Hannam is the first British officer to be convicted of a terrorism offence. He was released on conditional bail ahead of sentencing on 23 April.

At the Old Bailey, Judge Anthony Leonard QC lifted a ban on reporting the case after the 22-year-old admitted possessing an indecent image of a child, which was to have been the subject of a separate trial.

The PC had been working as a probationary officer for the Met for nearly two years before he was found on a leaked database of users of extreme right-wing forum Iron March. He had signed up to the forum when he joined the London branch of neo-Nazi group NA in March 2016. Following his arrest in March last year, officers discovered a NA business card and badges, as well as writings about his involvement with the group.

Jurors were told that on the day the group was banned in December 2016, Hannam had transferred the knife-fighting manual from his computer to folder named “NA” on a memory stick along with other extremist texts. Detectives also found he was in possession of multiple prohibited images including “pseudo images” of young boys and girls. Jurors convicted him of remaining in NA for several months after it was banned in December 2016, as well as two counts of fraud for lying about his far-right past in a Met application form.
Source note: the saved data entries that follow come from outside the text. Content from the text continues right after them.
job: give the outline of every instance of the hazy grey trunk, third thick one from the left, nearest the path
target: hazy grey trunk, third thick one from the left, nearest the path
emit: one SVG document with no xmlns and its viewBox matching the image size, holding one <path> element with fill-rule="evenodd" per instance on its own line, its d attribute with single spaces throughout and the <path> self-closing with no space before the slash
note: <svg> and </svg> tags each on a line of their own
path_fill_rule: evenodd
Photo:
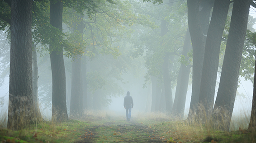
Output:
<svg viewBox="0 0 256 143">
<path fill-rule="evenodd" d="M 80 15 L 77 18 L 78 23 L 73 24 L 73 27 L 78 30 L 81 38 L 83 38 L 84 32 L 84 15 Z M 74 30 L 76 32 L 76 30 Z M 70 116 L 71 117 L 81 117 L 83 113 L 83 82 L 82 82 L 82 73 L 81 73 L 81 58 L 82 55 L 77 55 L 73 58 L 72 62 L 72 79 L 71 79 L 71 103 L 70 103 Z"/>
</svg>

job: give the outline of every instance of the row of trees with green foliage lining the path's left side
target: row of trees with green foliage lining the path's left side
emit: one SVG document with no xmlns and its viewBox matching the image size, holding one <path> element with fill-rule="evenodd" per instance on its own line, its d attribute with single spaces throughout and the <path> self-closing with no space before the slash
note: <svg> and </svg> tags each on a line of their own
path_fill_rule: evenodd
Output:
<svg viewBox="0 0 256 143">
<path fill-rule="evenodd" d="M 28 124 L 30 121 L 40 120 L 40 118 L 42 119 L 38 104 L 38 89 L 40 93 L 42 92 L 42 88 L 44 88 L 43 91 L 45 91 L 43 93 L 44 95 L 52 92 L 52 120 L 63 121 L 68 119 L 66 108 L 66 70 L 64 66 L 63 54 L 71 57 L 73 61 L 71 69 L 71 117 L 81 115 L 83 109 L 87 106 L 86 102 L 91 102 L 86 101 L 87 99 L 90 99 L 90 96 L 88 96 L 87 98 L 87 93 L 94 94 L 93 102 L 95 103 L 99 102 L 97 101 L 97 99 L 102 98 L 97 96 L 122 94 L 122 89 L 120 89 L 119 86 L 117 86 L 113 81 L 122 81 L 122 78 L 120 78 L 120 74 L 122 72 L 125 72 L 125 70 L 131 66 L 129 65 L 130 63 L 127 61 L 127 57 L 119 57 L 118 61 L 120 61 L 120 63 L 112 63 L 111 67 L 106 66 L 109 64 L 105 63 L 105 65 L 101 69 L 89 69 L 91 70 L 91 73 L 87 72 L 88 75 L 83 74 L 82 76 L 81 73 L 82 71 L 86 73 L 86 70 L 88 70 L 87 68 L 90 67 L 87 65 L 88 61 L 95 60 L 99 56 L 103 57 L 101 58 L 103 61 L 104 55 L 110 54 L 112 55 L 112 59 L 118 58 L 117 56 L 120 55 L 119 50 L 121 50 L 119 46 L 126 45 L 128 43 L 123 39 L 125 37 L 129 37 L 131 33 L 131 29 L 127 28 L 127 26 L 133 25 L 135 20 L 138 18 L 143 18 L 143 15 L 135 15 L 131 13 L 130 10 L 121 12 L 116 10 L 128 9 L 131 5 L 127 2 L 115 1 L 114 3 L 110 0 L 81 0 L 78 2 L 79 5 L 71 3 L 70 1 L 28 0 L 27 3 L 29 3 L 29 5 L 25 4 L 28 7 L 28 10 L 25 10 L 25 12 L 30 17 L 26 17 L 26 14 L 22 14 L 22 16 L 24 16 L 22 17 L 21 15 L 19 15 L 20 12 L 17 12 L 17 14 L 20 16 L 18 20 L 16 19 L 17 21 L 19 21 L 19 19 L 21 18 L 24 21 L 28 22 L 28 24 L 16 23 L 16 25 L 19 25 L 20 28 L 24 30 L 24 32 L 21 33 L 27 34 L 26 32 L 30 31 L 30 34 L 28 33 L 26 35 L 27 39 L 22 39 L 22 41 L 30 43 L 26 43 L 26 47 L 21 47 L 21 45 L 18 44 L 16 49 L 26 49 L 27 51 L 25 52 L 30 53 L 31 55 L 24 56 L 22 55 L 22 52 L 13 50 L 17 52 L 16 55 L 13 56 L 12 49 L 15 48 L 11 46 L 10 51 L 12 56 L 10 57 L 10 59 L 14 59 L 15 61 L 10 60 L 11 62 L 9 77 L 10 79 L 15 78 L 16 80 L 9 81 L 9 129 L 20 129 L 24 125 Z M 13 24 L 14 22 L 9 21 L 8 19 L 11 19 L 13 17 L 15 18 L 16 15 L 12 16 L 9 12 L 13 12 L 13 9 L 18 9 L 17 7 L 12 8 L 12 3 L 13 1 L 9 0 L 1 1 L 1 9 L 7 9 L 4 11 L 5 14 L 1 15 L 1 28 L 8 28 L 6 26 L 9 24 L 11 33 L 14 31 L 12 28 L 15 27 L 15 25 Z M 17 5 L 19 7 L 19 4 Z M 64 11 L 63 6 L 65 6 Z M 84 13 L 86 13 L 87 15 L 84 16 Z M 62 14 L 65 14 L 64 17 Z M 64 18 L 64 20 L 62 20 L 62 18 Z M 138 23 L 145 23 L 145 21 L 146 20 L 140 20 Z M 66 33 L 62 32 L 63 22 L 66 23 L 68 28 Z M 29 29 L 23 28 L 24 25 L 29 27 Z M 15 29 L 19 30 L 19 28 Z M 12 45 L 12 43 L 14 43 L 14 36 L 12 36 L 11 34 L 10 37 L 10 43 Z M 20 37 L 25 38 L 24 35 L 17 38 L 19 39 Z M 39 51 L 41 51 L 41 54 L 43 54 L 44 51 L 49 51 L 52 70 L 52 83 L 48 85 L 44 84 L 43 86 L 39 85 L 39 87 L 37 85 L 37 82 L 40 78 L 38 78 L 39 76 L 37 55 L 35 51 L 35 47 L 37 45 L 41 45 L 39 46 Z M 86 50 L 84 49 L 85 46 Z M 20 60 L 17 57 L 23 57 L 28 59 Z M 116 62 L 117 60 L 114 59 L 113 61 Z M 29 62 L 21 64 L 24 61 Z M 18 65 L 14 66 L 13 63 L 16 64 L 16 62 L 19 63 Z M 24 64 L 28 67 L 20 66 Z M 116 67 L 114 68 L 114 66 Z M 26 75 L 20 74 L 19 72 L 16 73 L 17 71 L 24 71 Z M 104 71 L 104 74 L 106 74 L 105 77 L 103 77 L 103 73 L 100 73 L 102 71 Z M 109 71 L 109 73 L 106 73 L 106 71 Z M 39 71 L 39 74 L 40 73 L 42 73 L 42 71 Z M 17 77 L 16 74 L 19 74 L 19 76 L 22 76 L 26 80 Z M 32 84 L 32 77 L 34 84 Z M 113 78 L 115 78 L 115 80 L 113 80 Z M 43 80 L 45 80 L 45 78 Z M 31 83 L 26 84 L 26 82 L 28 81 Z M 108 84 L 107 82 L 112 84 Z M 20 86 L 21 84 L 23 86 Z M 49 85 L 52 86 L 52 91 L 47 91 Z M 88 85 L 89 91 L 87 92 Z M 26 90 L 24 90 L 24 86 L 26 86 Z M 108 88 L 109 91 L 107 90 L 107 92 L 102 93 L 100 92 L 102 88 Z M 14 91 L 12 91 L 11 89 Z M 20 96 L 20 94 L 22 96 Z M 85 97 L 85 99 L 83 99 L 83 97 Z M 16 104 L 16 102 L 19 104 Z M 85 105 L 83 105 L 84 102 Z M 100 106 L 102 106 L 104 102 L 105 101 L 100 101 Z M 19 110 L 18 108 L 22 110 Z"/>
</svg>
Prosecutor Dan Pawson-Pounds said the fraud was “intimately connected” to Hannam’s membership of the outlawed group.

Hannam had denied all the offences, telling the court he had never been a member of NA despite regularly attending group meetings. He claimed that he was interested by the “look and aesthetic of fascism”, but that he was not a racist and had actually challenged group members when they expressed such views. The officer said he had been “desperate to impress” an older NA organiser and his association with the group ended before he began working for the Met.

The court heard that Hannam was part of a successor version of the extremist group called NS131 – which was itself outlawed in September 2017 – and that he appeared in its online videos spray-painting neo-Nazi logos. He had joined the Met in 2018 and during his training was actually shown videos relating to NA. He passed out early in 2019 but was identified on the neo-Nazi web forum by detectives.

Scotland Yard said it had reviewed Hannam’s time in the Met and found no evidence his actions had been influenced by any extremist ideology. He is currently suspended from duty.
Following his conviction the judge said the 22-year-old had “convicted of serious offences” and he had been bailed as a “courtesy”.

Jenny Hopkins, from the Crown Prosecution Service, said Hannam’s “lies have caught up with him and he’s been exposed as an individual with deeply racists beliefs”. “Benjamin Hannam would not have got a job as a probationary police constable if he’d told the truth about his membership of a banned, far-right group,” she added.

Cdr Richard Smith, of the Met’s Counter Terrorism Command, said “the public expect police officers to carry out their duties with the very highest levels of honesty and integrity. “Sadly, PC Hannam showed none of these qualities.”